Modernize a Traditional SQL Server Architecture with Fabric

By: Ron L'Esteve | Updated: 2024-11-26 | Comments | Related: > Microsoft Fabric

Problem

The goal of modernizing a data platform is often the topic of discussion for organizations, especially at year-end when budgets, resources, and planning discussions are ripe. A modern data platform yields significant strategic value coupled with cost savings due to low storage costs and pay-as-you-go compute. Traditional SQL Server architectures have been the bedrock of data stability and scalability for decades. Through the years, however, these traditional appliances have experienced their limitations. The call for modern data Lakehouse and virtualization approaches has become not just strategic imperative, but a need for smooth daily operations to prevent continued traditional data challenges, such as resource contention and compute and storage restrictions.

Solution

Lakehouse architectures have been around for several years and have demonstrated success and value for organizations across the globe. On the Azure platform, Microsoft Fabric has been a new entrant to the modern data platform landscape, offering similar capabilities and features as Databricks. Fabric is unique in that it is Software as a Service (SaaS) vs. Platform as a Service (PaaS), which has historically dominated this space.

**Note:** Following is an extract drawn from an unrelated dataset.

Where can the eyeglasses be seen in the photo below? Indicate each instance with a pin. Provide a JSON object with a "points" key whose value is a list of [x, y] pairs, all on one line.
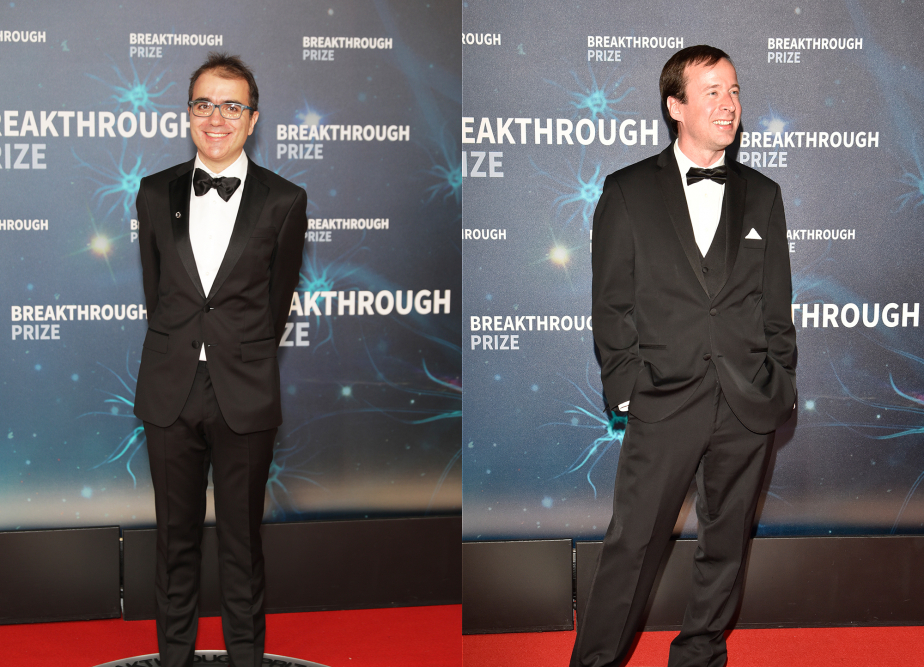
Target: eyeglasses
{"points": [[229, 110]]}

This article uncovers some of the benefits of modernizing a traditional SQL Server architecture with Fabric, along with its current limitations. You will learn what a modern Fabric architecture could look like, how you could possibly blend it with your current traditional SQL Server architecture for a hybrid approach, and how you could possibly build a project plan to take actionable steps to implement it.

Benefits of a SaaS Data Platform

Before we dive into the benefits of a SaaS platform, let us understand some of the use cases and reasons why the PaaS model has been so successful for such a long time. A PaaS data platform, like Databricks, provides more flexibility for building and managing custom data and AI environments by giving developers more control over the infrastructure. This can be great for an organization that is looking for this custom flexibility and control. Databricks has been a pioneer of the Lakehouse model and has successfully matured the PaaS Lakehouse platform that can be deployed across several cloud vendors including AWS, GCP, and Azure for large-scale data operations and advanced AI/ML tasks.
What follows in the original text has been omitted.